Von Neumann-Bounded Set in Weak Topology is Norm Bounded

Theorem

Let $\struct {X, \norm {\, \cdot \,} }$ be a normed vector space.

Let $w$ be the weak topology on $\struct {X, \norm {\, \cdot \,} }$.

Let $B$ be a von Neumann-bounded subset of $\struct {X, w}$.

Then $B$ is a von Neumann-bounded subset of $\struct {X, \norm {\, \cdot \,} }$

Let $X^\ast$ be the normed dual space of $X$.

Let $X^{\ast \ast}$ be the second normed dual of $X$.

Let $f \in X^\ast$.

$V = \set {y \in X : \cmod {\map f y} < 1}$ is an open neighborhood of $\mathbf 0_X$ in $\struct {X, w}$.

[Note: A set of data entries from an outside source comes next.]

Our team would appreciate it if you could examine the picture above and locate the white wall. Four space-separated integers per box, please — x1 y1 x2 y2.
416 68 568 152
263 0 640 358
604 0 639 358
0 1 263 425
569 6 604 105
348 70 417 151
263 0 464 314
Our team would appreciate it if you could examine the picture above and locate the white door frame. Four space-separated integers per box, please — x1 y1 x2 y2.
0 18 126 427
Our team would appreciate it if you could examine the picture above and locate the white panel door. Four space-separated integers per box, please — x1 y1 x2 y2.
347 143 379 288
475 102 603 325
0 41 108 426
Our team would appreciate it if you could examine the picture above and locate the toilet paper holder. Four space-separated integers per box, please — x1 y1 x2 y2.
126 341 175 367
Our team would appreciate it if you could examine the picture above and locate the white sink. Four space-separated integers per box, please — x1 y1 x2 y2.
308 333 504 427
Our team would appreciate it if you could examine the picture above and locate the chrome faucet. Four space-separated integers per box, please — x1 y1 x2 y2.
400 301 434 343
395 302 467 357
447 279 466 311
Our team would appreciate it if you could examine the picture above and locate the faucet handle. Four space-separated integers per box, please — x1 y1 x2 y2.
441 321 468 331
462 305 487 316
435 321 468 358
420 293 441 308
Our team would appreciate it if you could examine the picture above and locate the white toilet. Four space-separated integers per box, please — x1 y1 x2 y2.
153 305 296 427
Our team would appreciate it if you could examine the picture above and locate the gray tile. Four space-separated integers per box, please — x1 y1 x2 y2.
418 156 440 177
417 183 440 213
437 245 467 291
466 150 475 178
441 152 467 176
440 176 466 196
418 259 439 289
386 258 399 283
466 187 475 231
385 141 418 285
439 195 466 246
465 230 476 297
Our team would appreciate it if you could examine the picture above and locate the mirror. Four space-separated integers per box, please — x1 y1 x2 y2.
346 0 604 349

So there exists $r > 0$ such that:

$B \subseteq r V$

That is, if $x \in B$ we have $x = r y$ for some $y \in V$.

That is:

$\cmod {\map f x} = r \cmod {\map f y} < r$

giving:

$\ds \cmod {\map f x} < r$

for all $x \in B$.

Hence:

$\ds \sup_{x \mathop \in B} \cmod {\map f x} < \infty$

for each $f \in X^\ast$.

That is:

$\ds \sup_{x \mathop \in B} \cmod {\map {x^\wedge} f} < \infty$

for each $f \in X^\ast$.

Since $X^\ast$ is a Banach space, we can apply the Banach-Steinhaus Theorem to the maps $\family {x^\wedge : X^\ast \to \Bbb F}_{x \in X}$.

Doing that, we obtain:

$\ds \sup_{x \mathop \in B} \norm {x^\wedge}_{X^{\ast \ast} } < \infty$

$\ds \sup_{x \mathop \in B} \norm x < \infty$

So there exists $M \in \R_{>0}$ such that:

$\norm x \le M$ for each $x \in B$.

$\blacksquare$